Dundalk man behind launch of Mini’s first electric model

A Dundalk man has played a key role in the launch of Mini’s first electric model.

The Mini Cooper SE will go on sale in Ireland later this year at a price of €27,765 or €309 per month on a PCP finance plan.

The brand is claiming it is the first small car to run solely on battery electric power in the premium segment.

Behind this is Dundalk man James Redmond.

He has been working to integrate the new battery electric powertrain into the existing Mini bodyshell and reckons that the car will make some serious electric waves when it arrives.

“This feels like a pretty pivotal moment, jumping into the electric car world. We’ve got a car that’ll make serious headlines for its performance, so with the 60th anniversary, it’s super to see where it’s going to go,” Redmond told The Irish Times.

The new Mini Electric model

“The battery pack weighs around 250kg all on its own, so it is heavier than a standard car for sure. That’s more than a full fuel tank. We had to modify the rear seat a little to fit the battery pack in there, so there’s a few extra kilos. It really shifts though, it feels like a John Cooper Works to drive. My daily car is an E46 M3 3.2-litre at the moment, and the Mini BEV does not disappoint when it comes to acceleration. And it has such good handling too. We’ve changed the dampers and the suspension, in part to make sure that it doesn’t sit up like a tractor. But no, it looks perfect and it feels perfect.”

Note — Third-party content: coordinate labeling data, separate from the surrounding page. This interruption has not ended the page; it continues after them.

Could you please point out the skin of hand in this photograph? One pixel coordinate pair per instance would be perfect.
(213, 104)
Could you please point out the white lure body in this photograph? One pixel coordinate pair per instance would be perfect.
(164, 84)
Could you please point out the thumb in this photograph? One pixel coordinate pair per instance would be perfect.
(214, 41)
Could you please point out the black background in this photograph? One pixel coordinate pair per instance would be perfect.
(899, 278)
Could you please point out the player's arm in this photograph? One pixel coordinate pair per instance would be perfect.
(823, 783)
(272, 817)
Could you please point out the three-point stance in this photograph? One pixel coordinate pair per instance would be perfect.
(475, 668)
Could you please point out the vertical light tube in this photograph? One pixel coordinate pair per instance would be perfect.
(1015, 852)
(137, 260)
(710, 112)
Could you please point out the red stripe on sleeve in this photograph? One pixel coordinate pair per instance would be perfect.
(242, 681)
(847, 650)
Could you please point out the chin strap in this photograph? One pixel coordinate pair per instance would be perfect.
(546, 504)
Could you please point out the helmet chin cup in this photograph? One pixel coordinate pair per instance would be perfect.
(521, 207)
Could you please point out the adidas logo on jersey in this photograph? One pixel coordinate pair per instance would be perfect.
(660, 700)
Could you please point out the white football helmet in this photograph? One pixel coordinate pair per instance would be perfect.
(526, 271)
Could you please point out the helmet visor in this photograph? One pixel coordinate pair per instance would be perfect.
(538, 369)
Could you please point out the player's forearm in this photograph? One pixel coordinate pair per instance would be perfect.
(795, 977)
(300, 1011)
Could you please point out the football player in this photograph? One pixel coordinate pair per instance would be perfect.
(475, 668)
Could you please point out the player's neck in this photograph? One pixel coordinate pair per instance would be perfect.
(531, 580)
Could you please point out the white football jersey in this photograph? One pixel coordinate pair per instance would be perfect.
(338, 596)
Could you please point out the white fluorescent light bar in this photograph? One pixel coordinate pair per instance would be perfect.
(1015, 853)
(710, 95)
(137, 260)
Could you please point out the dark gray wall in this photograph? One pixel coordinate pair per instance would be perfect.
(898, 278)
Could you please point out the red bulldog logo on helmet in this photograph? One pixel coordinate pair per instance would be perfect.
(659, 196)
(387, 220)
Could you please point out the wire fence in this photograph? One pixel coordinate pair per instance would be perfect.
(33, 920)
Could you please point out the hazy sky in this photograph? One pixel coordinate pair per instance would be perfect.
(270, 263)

The claimed range on a full charge is between 235km and 270km, and it has very brisk performance – 0-100km/h in just 7.3seconds thanks to a 184hp, 270Nm electric motor.

Mini says luggage space is not affected by the intrusion of the battery pack and standard equipment includes a new digital dashboard, connected navigation including real-time traffic information (RTTI), LED headlights and tail lights.

The new EV can be charged at a household socket, wall-box or public charging stations; fast direct-current charging is possible at up to 50 kW.